For my Hunter Sills racing team, today was a reminder of the challenge of racing against history. Having set the production record quickly yesterday (and emphatically, by almost 8 mph), we spent the day trying to set the bar even higher. We were fortunate to be able to make five passes during the day, but continued to post speeds ranging from 205.970 mph to 207.774 mph – not enough to qualify against the 207.970 mph record we set the day before. Despite changing gearing three times and fine-tuning the suspension just as often, it wasn't in the cards for us to bump up our production record today.
Erin Okenek and Mike Garcia both qualified against 1350cc FIM records with 216 mph (1350cc modified, gas class) and 240 mph (1350cc modified, blown/fuel class).
Petra Bier raced a BMW 800 sidecar and made it into impound with a new national record at almost 100 mph.
Our friends and fellow racers, Erin Okenek and Mike Garcia, had better fortune, both qualifying against 1350cc FIM records with 216 mph (1350cc modified, gas class) and 240 mph (1350cc modified, blown/fuel class), respectively. They were each able to back up the qualifications and, pending ratification, now hold new world records.

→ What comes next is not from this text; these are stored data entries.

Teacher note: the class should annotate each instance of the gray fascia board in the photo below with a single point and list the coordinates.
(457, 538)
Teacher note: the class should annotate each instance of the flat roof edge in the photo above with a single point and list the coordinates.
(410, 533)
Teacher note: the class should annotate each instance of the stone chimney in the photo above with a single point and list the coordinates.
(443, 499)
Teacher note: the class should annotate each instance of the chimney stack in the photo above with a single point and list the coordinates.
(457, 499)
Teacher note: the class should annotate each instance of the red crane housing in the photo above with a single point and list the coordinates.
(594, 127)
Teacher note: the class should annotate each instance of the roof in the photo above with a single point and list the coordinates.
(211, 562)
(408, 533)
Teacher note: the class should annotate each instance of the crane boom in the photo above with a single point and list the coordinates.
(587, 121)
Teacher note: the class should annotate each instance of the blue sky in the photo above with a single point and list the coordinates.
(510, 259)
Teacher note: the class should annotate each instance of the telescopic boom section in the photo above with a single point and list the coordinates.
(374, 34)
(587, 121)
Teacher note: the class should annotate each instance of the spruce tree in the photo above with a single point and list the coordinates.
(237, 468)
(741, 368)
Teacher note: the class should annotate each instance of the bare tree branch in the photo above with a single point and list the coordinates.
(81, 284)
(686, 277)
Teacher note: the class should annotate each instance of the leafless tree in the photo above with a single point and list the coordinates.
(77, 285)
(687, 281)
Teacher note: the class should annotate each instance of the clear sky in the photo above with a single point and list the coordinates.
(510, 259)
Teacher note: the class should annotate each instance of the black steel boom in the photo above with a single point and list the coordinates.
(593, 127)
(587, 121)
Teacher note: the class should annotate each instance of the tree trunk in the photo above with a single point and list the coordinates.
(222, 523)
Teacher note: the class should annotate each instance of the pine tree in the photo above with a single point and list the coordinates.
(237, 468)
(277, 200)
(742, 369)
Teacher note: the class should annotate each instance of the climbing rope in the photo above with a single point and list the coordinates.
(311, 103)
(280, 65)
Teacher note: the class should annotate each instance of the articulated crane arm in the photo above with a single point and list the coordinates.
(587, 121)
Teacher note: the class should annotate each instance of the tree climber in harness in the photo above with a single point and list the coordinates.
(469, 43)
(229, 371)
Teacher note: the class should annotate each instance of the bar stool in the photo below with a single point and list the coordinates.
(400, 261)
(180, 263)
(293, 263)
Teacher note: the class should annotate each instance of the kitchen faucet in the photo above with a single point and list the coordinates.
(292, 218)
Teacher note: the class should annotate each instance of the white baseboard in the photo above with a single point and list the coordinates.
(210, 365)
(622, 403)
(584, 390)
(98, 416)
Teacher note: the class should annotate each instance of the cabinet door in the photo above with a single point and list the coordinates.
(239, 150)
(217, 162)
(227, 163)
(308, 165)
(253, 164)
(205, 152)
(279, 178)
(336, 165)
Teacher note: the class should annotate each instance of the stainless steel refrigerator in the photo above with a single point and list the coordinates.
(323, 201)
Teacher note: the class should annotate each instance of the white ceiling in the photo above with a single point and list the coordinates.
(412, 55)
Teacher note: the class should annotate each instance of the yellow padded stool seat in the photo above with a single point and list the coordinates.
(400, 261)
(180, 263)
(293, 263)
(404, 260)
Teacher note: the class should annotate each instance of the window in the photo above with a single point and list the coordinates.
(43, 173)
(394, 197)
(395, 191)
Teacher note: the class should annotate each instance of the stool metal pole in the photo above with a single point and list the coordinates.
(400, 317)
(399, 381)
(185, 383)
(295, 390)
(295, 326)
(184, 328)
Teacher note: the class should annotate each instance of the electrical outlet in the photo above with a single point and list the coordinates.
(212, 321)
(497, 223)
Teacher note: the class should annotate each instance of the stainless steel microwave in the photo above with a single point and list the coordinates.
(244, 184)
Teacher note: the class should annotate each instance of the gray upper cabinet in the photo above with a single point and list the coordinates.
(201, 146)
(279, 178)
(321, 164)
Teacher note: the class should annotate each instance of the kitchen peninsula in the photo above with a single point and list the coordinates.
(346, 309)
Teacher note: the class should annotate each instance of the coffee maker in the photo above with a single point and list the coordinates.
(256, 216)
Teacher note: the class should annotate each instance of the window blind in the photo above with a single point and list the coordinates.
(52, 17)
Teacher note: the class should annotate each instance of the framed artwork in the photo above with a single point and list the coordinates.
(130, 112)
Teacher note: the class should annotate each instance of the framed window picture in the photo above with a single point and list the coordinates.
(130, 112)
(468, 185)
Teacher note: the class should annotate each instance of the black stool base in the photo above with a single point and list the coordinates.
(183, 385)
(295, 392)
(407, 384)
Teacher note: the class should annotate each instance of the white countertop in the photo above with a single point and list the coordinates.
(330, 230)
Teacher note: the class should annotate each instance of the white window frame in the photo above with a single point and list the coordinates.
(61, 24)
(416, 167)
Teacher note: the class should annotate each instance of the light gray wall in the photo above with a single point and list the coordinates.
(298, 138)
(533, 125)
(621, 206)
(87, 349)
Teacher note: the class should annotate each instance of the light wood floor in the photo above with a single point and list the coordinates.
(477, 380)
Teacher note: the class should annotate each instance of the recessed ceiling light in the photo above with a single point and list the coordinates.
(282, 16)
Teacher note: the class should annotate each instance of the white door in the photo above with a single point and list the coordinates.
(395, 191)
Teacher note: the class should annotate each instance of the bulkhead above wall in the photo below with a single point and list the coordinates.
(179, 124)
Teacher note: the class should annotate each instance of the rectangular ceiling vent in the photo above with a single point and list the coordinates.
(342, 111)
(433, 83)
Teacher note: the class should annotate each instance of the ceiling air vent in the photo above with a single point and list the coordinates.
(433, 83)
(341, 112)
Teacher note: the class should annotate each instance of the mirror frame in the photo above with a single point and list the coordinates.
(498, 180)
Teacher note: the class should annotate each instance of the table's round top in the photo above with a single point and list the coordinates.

Since I am an off-road motorcycle coach with the BMW RawHyde Adventure Motorcycle training school, you might imagine my delight in seeing a BMW F800 GS show up to race Bonneville this week. Even more fun, it's packing a sidecar and racing for an AMA sidecar record. Ridden by Petra Bier, the BMW 800 sidecar made it into impound with a new national record at almost 100 mph. Now, I wonder how it would do with knobby dirt tires.